Wierstra, D., Förster, A., Peters, J., & Schmidhuber, J. (2010). Recurrent Policy Gradients. Logic Journal of the IGPL, 18(5), 620-634. doi:10.1093/jigpal/jzp049.


Cite as: https://hdl.handle.net/11858/00-001M-0000-0013-BDD0-6
Abstract
Reinforcement learning for partially observable Markov decision problems (POMDPs) is a challenge as it requires policies with an internal state. Traditional approaches suffer significantly from this shortcoming and usually make strong assumptions on the problem domain such as perfect system models, state-estimators and a Markovian hidden system. Recurrent neural networks (RNNs) offer a natural framework for dealing with policy learning using hidden state and require only few limiting assumptions. As they can be trained well using gradient descent, they are suited for policy gradient approaches.

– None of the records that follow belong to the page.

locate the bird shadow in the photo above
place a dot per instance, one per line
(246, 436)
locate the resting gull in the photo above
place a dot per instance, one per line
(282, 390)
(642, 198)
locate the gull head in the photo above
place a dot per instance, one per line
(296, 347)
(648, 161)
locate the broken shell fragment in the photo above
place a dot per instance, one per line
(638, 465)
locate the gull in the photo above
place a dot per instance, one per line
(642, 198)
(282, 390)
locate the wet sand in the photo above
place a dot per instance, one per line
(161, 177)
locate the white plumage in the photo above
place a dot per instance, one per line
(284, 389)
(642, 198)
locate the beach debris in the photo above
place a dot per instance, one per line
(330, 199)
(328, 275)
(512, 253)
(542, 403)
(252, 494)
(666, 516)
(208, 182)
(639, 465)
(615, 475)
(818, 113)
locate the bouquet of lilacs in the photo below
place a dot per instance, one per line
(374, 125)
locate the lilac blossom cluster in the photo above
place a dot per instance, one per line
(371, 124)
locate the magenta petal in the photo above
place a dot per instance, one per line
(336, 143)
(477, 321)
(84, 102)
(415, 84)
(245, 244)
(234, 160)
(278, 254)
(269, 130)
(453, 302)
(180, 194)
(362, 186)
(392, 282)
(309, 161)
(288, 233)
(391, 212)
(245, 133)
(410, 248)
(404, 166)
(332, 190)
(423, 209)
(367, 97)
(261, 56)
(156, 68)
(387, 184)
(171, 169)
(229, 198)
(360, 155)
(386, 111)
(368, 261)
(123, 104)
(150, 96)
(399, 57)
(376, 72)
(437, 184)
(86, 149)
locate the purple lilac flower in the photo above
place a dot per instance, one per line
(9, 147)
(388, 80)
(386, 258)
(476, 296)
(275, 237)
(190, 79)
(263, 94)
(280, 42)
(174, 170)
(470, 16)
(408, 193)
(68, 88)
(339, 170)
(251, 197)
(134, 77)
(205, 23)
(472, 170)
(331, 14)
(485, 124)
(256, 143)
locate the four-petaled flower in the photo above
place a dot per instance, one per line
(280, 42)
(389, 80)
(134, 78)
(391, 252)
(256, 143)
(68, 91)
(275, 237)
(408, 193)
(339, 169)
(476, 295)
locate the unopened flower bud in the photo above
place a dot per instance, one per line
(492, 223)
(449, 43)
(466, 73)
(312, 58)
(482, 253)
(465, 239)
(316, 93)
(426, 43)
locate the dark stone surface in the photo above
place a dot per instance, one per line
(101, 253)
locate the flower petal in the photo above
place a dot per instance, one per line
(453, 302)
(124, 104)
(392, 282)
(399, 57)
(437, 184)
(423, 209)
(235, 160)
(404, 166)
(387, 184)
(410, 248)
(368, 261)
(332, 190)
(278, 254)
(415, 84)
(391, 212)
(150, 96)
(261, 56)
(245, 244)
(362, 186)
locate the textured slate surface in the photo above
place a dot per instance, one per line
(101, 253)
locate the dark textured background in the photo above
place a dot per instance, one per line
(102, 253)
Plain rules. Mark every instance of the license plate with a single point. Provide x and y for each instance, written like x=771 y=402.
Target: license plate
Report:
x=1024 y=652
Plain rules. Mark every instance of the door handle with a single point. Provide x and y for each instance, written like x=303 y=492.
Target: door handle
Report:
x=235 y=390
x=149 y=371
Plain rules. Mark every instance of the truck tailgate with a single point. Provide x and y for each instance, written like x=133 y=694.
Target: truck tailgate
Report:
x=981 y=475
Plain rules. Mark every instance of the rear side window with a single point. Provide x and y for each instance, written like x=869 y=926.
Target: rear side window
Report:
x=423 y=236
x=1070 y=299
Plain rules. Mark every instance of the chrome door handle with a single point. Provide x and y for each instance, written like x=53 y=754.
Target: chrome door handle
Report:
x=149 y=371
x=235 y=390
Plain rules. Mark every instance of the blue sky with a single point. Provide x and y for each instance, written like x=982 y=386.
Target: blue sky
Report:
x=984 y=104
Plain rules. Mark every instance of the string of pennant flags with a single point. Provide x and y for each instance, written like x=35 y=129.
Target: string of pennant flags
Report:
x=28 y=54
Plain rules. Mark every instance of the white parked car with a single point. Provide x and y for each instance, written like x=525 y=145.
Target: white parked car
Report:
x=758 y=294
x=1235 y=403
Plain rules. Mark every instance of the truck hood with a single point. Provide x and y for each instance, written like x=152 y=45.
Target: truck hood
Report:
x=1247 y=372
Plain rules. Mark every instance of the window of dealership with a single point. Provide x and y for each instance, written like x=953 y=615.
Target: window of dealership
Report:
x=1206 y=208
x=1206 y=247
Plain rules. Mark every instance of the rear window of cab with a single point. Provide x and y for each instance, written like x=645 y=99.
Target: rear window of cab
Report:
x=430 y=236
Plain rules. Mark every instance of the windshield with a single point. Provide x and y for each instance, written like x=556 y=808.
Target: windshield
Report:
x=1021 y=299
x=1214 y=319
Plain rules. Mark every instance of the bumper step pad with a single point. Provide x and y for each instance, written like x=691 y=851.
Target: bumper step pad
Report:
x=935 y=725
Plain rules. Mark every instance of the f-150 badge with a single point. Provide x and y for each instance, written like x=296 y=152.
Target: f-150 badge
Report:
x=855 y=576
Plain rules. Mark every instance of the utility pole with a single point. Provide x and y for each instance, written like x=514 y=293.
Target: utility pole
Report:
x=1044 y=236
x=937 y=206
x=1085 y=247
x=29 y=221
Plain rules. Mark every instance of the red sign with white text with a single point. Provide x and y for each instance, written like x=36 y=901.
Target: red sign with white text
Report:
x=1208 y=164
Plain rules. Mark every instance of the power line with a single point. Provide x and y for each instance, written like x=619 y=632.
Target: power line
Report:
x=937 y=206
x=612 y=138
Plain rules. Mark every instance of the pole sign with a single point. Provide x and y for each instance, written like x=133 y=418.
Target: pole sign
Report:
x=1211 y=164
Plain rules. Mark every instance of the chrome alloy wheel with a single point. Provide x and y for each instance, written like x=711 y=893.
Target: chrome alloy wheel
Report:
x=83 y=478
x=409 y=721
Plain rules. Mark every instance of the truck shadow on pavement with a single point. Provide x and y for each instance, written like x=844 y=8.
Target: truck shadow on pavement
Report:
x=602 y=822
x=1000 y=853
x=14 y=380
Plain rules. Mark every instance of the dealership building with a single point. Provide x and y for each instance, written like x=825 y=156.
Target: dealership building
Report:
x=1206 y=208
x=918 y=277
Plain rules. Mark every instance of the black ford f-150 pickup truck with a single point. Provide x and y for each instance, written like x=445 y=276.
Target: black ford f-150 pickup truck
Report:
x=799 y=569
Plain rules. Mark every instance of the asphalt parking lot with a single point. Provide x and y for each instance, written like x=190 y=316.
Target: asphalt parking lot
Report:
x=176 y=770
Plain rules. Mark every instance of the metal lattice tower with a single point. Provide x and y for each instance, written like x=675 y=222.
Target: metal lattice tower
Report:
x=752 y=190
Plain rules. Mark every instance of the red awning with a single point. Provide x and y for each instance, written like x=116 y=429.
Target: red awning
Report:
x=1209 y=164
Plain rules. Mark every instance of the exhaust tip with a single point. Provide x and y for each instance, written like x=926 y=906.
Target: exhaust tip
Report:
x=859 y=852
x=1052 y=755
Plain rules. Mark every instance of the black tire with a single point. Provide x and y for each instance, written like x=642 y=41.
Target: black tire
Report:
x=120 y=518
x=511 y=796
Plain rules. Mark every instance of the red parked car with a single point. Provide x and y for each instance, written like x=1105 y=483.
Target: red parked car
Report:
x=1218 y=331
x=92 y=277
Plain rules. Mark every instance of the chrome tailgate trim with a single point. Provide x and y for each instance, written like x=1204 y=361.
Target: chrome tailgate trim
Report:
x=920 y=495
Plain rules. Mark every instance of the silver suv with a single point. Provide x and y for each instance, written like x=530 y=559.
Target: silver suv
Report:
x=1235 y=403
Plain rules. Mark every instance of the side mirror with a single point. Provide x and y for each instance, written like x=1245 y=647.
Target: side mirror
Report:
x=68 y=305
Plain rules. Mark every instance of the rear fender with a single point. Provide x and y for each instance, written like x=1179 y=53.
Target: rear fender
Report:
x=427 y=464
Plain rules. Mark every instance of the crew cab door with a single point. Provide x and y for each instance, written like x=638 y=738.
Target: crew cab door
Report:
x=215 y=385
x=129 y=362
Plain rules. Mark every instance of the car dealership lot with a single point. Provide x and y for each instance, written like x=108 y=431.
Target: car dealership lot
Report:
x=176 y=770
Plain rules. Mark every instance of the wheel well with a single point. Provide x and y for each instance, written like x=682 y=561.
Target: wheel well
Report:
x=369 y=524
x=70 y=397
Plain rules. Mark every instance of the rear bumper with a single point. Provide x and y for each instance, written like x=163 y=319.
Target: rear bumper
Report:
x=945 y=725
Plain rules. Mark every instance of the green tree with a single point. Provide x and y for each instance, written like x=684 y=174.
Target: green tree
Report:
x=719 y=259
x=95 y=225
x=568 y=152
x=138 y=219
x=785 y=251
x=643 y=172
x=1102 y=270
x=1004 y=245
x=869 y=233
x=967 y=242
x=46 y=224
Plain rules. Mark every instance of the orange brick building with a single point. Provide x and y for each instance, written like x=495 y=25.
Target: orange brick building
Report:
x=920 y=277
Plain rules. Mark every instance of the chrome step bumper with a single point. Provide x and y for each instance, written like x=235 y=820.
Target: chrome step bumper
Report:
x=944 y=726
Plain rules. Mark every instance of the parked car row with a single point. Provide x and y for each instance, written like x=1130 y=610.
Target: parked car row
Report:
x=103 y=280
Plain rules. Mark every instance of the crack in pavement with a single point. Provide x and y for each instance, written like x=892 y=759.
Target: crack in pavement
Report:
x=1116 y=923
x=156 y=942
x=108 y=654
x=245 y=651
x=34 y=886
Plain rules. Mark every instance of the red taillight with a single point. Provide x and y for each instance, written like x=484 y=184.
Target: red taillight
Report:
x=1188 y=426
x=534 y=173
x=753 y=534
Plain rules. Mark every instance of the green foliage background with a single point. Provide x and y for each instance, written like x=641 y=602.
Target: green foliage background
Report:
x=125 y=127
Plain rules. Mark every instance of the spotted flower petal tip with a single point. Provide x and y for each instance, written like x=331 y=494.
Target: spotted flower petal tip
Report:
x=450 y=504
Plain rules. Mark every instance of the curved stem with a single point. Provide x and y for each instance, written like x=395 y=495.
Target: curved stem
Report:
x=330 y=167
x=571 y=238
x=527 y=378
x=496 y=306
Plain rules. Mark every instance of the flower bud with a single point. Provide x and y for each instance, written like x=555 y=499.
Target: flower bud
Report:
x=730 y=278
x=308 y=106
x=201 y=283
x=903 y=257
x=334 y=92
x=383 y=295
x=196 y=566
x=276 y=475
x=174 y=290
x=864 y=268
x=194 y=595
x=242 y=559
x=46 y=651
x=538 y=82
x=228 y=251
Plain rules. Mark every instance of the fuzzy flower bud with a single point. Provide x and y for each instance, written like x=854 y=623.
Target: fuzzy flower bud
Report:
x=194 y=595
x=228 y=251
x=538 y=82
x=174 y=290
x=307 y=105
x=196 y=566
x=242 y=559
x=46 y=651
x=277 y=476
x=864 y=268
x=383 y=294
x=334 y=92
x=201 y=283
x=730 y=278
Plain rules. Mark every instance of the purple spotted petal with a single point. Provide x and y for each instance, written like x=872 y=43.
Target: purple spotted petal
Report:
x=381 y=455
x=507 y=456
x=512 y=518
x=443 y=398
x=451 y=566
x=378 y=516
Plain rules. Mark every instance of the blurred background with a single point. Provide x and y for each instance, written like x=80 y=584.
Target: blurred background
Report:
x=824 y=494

In this paper, we present a policy gradient method, the Recurrent Policy Gradient which constitutes a model-free reinforcement learning method. It is aimed at training limited-memory stochastic policies on problems which require long-term memories of past observations. The approach involves approximating a policy gradient for a recurrent neural network by backpropagating return-weighted characteristic eligibilities through time. Using a ‘‘Long Short-Term Memory’’ RNN architecture, we are able to outperform previous RL methods on three important benchmark tasks. Furthermore, we show that using history-dependent baselines helps reducing estimation variance significantly, thus enabling our approach to tackle more challenging, highly stochastic environments.